BBC editor found not guilty over the naming of sexual abuse victim in live broadcast

BBC editor found not guilty over the naming of sexual abuse victim in live broadcast

Arif Ansari outside Sheffield Magistrates Court before he was found not guilty of breaching the Sexual Offences (Amendment) Act 1992. Image: Nathan Sandhu/SWNS

Sunday, January 20, 2019

An editor of BBC Asian Network was found not guilty over the naming of a sexual abuse victim during a live radio news bulletin, on Friday.

Arif Ansari, 44, was in charge of news at the station when a reporter under his command read the name of the woman on air.

Head of News Ansari had been accused of breaching the Sexual Offences (Amendment) Act 1992 which gives victims of sexual offences lifetime anonymity.

Under the act, reports related to proceedings must therefore not reveal their name, address or any other detail which may lead to their identification.
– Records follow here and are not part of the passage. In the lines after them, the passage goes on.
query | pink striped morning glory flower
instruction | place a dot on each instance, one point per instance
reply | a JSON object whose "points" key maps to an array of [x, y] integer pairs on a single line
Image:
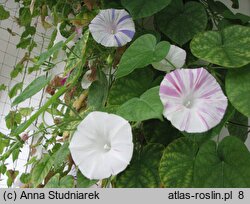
{"points": [[193, 100], [112, 28]]}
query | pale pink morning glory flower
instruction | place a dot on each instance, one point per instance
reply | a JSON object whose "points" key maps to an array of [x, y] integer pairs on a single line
{"points": [[193, 100], [102, 145], [112, 28]]}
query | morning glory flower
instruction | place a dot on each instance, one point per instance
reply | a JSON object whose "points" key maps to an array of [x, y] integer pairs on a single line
{"points": [[112, 28], [175, 59], [102, 145], [88, 78], [193, 100]]}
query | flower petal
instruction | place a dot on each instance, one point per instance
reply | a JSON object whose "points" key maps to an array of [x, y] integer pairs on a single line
{"points": [[112, 28], [102, 145], [193, 100]]}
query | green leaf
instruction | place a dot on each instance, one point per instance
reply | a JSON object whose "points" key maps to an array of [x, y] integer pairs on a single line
{"points": [[3, 87], [180, 22], [225, 166], [238, 89], [25, 178], [45, 55], [29, 30], [238, 127], [33, 88], [17, 69], [78, 52], [41, 170], [235, 4], [162, 132], [4, 142], [144, 51], [229, 48], [13, 119], [203, 137], [56, 182], [176, 166], [24, 43], [98, 92], [83, 182], [3, 13], [67, 182], [61, 91], [61, 155], [143, 170], [133, 85], [184, 164], [53, 182], [146, 107], [24, 16], [13, 92], [26, 111], [142, 8]]}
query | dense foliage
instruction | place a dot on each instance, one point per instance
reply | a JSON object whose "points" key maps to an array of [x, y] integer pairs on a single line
{"points": [[124, 82]]}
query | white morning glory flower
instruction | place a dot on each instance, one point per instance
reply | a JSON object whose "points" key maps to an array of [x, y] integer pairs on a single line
{"points": [[193, 100], [175, 59], [102, 145], [112, 28]]}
District Judge Naomi Redhouse described the broadcast as an "honest mistake" after Ansari was found not guilty following a two-day trial at Sheffield Magistrates' Court.
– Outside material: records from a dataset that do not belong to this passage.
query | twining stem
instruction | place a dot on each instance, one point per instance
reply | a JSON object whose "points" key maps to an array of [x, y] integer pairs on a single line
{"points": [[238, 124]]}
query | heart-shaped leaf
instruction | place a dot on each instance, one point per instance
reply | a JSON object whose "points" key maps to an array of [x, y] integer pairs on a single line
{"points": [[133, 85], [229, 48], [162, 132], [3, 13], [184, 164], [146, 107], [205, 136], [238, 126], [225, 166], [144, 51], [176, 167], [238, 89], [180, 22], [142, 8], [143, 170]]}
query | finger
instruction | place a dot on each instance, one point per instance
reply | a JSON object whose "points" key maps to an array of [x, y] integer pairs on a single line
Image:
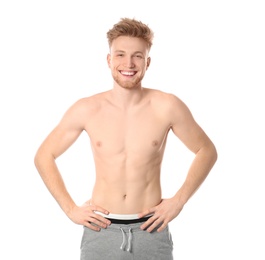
{"points": [[147, 212], [148, 222], [153, 226], [162, 227], [90, 226], [101, 219]]}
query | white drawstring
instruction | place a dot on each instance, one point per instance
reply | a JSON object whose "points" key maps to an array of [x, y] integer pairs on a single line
{"points": [[129, 241], [129, 244], [123, 239]]}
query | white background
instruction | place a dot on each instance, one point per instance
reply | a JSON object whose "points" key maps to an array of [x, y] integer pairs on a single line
{"points": [[209, 53]]}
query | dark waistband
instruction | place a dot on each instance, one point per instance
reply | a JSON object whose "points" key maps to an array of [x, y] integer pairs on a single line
{"points": [[128, 221]]}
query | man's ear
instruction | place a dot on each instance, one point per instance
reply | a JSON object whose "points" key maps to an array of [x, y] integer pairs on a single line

The abuse victim sat through the trial and left at the end with a man in the public gallery who shouted: “You were lucky she wasn’t found dead, mate.”

 

A pseudonym

The trial centred around a live broadcast by reporter Rickin Majithia from outside Sheffield Crown Court on February 6, 2018, at 5pm.

Mr Majithia, who had never previously reported on any court proceedings, named the victim in a Rotherham child sexual exploitation trial.
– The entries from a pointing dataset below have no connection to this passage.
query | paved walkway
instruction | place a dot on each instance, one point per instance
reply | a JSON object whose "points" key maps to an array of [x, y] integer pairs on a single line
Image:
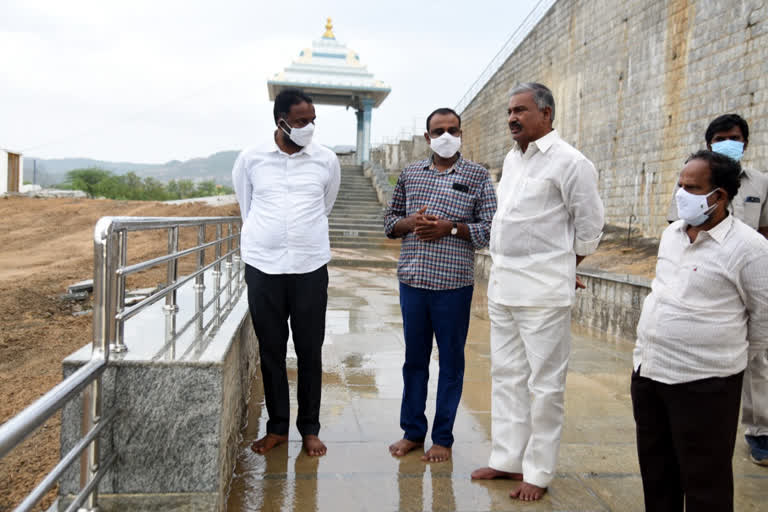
{"points": [[362, 386]]}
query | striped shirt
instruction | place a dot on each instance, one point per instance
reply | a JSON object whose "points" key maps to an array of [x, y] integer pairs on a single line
{"points": [[708, 304], [463, 194]]}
He was told about his mistake ten minutes after the bulletin aired after receiving a call from a community worker.

The court was told that Mr Majithia had previously been communicating with the woman after interviewing her in 2017 for the Victoria Derbyshire programme.

Mr Majithia told the court that he made the error because he wrongly believed the name the woman had been referred to as in court was a pseudonym.

During the broadcast, Mr Majithia said: “The woman cannot be named for legal reasons, but has been referred to in court with the pseudonym,” and then proceeded to use her real name, but mispronounced her surname.

 

'Excellent journalist' 

Mr Majithia told the court he sent the script used during the broadcast to Ansari who approved it 20 minutes before the live news bulletin.

Ansari, of BBC Portland Place, London told the court he regarded Mr Majithia to be an “excellent journalist” and had no reason to suspect he had inadvertently named the woman in his script.

As she delivered her verdict, Judge Redhouse said: “I find Mr Ansari did not have any reason to suspect the breach; and so, Mr Ansari, I find you not guilty.”

She added: “There may be lessons in this case for the training of court reporters. That's not going to be a matter for me."

In a statement from Mr Majithia released following the hearing, he said: “I was horrified and I am horrified.

“I’m deeply, deeply sorry to the victim and her family.

“It’s something I will regret until the day I die.”